Objective: The triglyceride-glucose (TyG) index is considered as a pivotal factor for various metabolic, cardiovascular, and cerebrovascular diseases. However, there is currently a paucity of relevant studies on the association between long-term level and change of TyG-index and cardiometabolic diseases (CMDs) risk. We aimed to explore the risk of CMDs in relation to the long-term level and change of TyG-index.

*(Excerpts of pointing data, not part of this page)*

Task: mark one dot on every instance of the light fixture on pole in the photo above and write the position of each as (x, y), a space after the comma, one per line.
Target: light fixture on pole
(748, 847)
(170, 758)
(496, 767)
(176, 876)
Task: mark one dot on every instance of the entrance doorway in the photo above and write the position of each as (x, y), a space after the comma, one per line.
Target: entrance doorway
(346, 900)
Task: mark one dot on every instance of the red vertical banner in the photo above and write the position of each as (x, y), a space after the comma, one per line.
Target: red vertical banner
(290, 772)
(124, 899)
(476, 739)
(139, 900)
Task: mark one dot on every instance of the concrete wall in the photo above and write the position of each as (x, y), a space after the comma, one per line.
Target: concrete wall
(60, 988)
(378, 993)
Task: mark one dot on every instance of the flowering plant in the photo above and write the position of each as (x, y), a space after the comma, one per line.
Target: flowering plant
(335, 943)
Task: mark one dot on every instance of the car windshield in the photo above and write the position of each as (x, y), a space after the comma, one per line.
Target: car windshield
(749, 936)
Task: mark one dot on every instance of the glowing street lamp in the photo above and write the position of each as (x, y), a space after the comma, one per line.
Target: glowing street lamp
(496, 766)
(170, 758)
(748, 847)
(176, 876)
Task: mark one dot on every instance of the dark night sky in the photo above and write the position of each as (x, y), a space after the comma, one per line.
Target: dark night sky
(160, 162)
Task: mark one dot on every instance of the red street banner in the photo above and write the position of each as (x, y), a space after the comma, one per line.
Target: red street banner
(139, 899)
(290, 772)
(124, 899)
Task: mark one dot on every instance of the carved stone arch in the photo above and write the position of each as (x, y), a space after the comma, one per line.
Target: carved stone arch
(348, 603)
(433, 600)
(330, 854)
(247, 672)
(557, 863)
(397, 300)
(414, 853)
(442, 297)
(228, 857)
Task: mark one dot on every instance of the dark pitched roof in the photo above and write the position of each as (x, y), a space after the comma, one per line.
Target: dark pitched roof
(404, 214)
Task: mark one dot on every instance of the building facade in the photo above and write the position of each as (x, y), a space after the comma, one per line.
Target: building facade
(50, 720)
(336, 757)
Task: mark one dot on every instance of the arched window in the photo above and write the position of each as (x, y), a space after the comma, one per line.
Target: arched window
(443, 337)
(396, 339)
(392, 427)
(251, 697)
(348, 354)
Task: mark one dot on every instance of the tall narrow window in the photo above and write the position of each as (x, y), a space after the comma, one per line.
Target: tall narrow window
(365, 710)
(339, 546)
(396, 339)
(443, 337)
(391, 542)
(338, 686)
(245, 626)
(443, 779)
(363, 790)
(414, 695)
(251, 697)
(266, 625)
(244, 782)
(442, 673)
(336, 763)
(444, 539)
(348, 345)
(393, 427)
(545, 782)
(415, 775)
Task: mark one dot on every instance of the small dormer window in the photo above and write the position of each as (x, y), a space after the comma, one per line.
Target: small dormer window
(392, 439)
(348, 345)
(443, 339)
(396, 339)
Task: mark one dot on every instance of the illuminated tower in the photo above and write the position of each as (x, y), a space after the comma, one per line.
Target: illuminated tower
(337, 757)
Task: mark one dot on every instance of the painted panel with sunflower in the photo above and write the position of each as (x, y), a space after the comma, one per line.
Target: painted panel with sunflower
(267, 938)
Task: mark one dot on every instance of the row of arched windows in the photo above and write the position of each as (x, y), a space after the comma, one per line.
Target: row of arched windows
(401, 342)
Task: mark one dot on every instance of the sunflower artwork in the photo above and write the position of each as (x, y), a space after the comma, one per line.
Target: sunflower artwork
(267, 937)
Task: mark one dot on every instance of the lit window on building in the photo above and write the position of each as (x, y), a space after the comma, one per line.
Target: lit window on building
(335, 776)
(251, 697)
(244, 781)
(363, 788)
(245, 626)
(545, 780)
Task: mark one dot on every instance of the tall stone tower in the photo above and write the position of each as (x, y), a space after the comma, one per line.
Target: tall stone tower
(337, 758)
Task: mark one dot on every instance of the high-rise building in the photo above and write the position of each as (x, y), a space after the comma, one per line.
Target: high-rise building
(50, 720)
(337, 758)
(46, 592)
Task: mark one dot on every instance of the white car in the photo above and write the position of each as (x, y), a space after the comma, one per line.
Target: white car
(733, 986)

Methods: Based on the prospective cohort study, a total of 36359 subjects who were free of CMDs, had complete data of triglyceride (TG) and fasting blood glucose (FBG) and underwent four health check-ups from 2006 to 2012 consecutively were followed up for CMDs until 2021. The associations between long-term level and change of TyG-index and CMDs risk were assessed by Cox proportional hazards regression models to compute hazard ratios (HRs) and 95% confidence intervals (CIs). The TyG-index was calculated as ln [TG, mg/dL) × FBG, mg/dL)/2].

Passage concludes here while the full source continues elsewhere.